The current use of daily files, though not desirable, was incurred to make it far easier to handle clarity for processing the data across multiple datasets and managing downloading of source data. Though this incurs an overhead for duplicated metadata in the source `/data/` folder, ultimately doesn't incur any problems versus the flexibility and clarity it affords. This __may__ be changed in the future.

## Process

There is a level of consistency (notwithstanding the masks and [this currently open issue for clarity](https://github.com/JimCircadian/icenet2/issues/3)) when looking at the processed files. The key here is that the data is normalised as appropriate via the use of processors defined in `icenet2.data.processors`. 
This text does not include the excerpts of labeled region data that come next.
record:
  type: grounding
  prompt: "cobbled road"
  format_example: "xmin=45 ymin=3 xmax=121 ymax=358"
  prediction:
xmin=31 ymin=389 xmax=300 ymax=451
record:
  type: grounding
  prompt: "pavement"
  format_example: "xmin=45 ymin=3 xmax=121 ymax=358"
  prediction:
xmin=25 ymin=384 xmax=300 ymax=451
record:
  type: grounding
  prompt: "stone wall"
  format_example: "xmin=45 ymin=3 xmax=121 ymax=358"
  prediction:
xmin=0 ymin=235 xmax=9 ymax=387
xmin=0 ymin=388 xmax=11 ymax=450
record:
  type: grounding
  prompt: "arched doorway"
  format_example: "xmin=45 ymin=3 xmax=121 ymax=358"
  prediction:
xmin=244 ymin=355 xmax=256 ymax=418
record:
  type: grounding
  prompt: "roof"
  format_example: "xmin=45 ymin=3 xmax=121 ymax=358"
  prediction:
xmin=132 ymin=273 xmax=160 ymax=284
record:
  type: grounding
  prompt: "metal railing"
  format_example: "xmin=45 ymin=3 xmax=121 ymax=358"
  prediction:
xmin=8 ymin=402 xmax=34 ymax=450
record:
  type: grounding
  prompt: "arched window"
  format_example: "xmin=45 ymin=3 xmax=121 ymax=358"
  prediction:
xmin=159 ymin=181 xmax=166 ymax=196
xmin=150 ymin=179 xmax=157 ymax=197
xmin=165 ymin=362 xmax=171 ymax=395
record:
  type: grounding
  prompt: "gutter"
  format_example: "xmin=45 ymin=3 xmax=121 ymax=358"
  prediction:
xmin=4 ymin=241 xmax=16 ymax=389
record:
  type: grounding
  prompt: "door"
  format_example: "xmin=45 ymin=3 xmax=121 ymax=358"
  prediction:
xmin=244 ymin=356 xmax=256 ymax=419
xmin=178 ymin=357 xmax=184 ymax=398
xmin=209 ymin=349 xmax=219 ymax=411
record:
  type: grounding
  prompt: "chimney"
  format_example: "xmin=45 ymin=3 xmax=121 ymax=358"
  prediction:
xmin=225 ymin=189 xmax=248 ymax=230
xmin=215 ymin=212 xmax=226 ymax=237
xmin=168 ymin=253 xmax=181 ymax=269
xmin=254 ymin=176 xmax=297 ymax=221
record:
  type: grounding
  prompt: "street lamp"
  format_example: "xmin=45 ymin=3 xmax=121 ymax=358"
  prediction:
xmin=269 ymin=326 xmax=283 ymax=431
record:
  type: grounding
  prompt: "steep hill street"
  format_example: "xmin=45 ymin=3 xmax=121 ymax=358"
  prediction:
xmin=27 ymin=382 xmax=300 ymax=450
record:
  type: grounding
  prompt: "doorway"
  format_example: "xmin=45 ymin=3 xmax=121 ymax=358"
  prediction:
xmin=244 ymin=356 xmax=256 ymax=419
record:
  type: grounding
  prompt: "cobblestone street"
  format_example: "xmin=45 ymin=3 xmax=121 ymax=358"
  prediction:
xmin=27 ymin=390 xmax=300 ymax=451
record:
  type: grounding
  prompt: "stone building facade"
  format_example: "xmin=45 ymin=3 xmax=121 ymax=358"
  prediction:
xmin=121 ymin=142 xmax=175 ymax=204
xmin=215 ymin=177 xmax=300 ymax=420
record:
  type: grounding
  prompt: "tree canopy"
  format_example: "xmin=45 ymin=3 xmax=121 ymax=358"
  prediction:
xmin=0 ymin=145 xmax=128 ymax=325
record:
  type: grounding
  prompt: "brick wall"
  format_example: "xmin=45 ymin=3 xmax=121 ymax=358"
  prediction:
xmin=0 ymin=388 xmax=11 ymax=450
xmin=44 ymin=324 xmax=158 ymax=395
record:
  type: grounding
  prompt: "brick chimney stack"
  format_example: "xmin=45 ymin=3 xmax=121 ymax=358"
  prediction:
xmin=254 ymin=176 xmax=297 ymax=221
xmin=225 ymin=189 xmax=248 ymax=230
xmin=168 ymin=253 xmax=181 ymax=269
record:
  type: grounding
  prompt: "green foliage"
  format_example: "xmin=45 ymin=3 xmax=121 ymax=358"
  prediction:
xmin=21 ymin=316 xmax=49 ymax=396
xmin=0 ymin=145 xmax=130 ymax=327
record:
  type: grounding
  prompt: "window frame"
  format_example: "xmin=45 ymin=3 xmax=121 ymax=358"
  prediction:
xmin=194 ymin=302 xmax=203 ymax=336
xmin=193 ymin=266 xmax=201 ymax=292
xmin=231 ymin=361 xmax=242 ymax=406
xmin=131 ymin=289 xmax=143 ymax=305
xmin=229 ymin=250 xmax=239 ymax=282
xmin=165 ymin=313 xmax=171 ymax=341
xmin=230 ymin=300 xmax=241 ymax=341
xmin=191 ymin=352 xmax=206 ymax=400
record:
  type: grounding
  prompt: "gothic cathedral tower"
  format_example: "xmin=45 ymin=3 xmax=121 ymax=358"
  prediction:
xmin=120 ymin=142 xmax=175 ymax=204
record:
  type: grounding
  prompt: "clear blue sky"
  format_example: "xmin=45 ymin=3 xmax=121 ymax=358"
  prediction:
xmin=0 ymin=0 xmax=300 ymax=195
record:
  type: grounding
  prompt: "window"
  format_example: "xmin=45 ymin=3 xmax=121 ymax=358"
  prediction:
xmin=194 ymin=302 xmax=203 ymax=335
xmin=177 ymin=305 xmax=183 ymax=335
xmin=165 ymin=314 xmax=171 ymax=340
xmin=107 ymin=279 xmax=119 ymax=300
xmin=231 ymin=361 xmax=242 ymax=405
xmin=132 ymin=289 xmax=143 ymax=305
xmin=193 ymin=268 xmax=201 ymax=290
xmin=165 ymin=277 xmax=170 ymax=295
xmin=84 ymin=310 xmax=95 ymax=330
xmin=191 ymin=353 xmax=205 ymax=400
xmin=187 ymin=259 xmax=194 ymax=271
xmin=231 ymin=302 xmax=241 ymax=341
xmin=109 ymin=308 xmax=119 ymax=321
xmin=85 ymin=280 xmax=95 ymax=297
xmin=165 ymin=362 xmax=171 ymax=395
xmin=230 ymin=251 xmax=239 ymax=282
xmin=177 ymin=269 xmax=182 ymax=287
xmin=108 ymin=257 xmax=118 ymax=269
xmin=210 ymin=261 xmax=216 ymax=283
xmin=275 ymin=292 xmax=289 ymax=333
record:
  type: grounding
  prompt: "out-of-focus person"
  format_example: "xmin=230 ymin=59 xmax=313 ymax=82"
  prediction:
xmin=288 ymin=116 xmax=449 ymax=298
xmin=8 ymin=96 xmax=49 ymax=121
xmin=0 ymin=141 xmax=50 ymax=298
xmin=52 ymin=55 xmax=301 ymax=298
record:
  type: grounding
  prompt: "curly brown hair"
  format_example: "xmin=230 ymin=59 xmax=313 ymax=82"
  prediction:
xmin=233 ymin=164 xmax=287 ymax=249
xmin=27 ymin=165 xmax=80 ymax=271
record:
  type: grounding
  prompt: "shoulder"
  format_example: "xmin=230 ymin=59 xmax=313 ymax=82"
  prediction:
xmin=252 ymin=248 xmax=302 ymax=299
The associated normalisation/climatological parameters are then stored in an _identified_ processed data folder, with a corresponding `loader.name.json` configuration file which takes the form: 

In [None]:
!cat loader.green_south.json | jq 2>&1 | egrep -v '(19|20|npy)'

This configuration tracks the various outputs from the normalisation process for each processor used, ensuring that no source data is normalised or modified and can thus be reused across different date ranges easily. At the same time, the caching of this data allows for two additional benefits aside from the obvious separation of preprocessing from data usage. Firstly, the prenormalisation allows uncached datasets to be used directly for predictions and training if desirable and, secondly, it allows multiple datasets to be derived from a single normalisation run which with larger datasets can take a reasonable amount of compute to achieve.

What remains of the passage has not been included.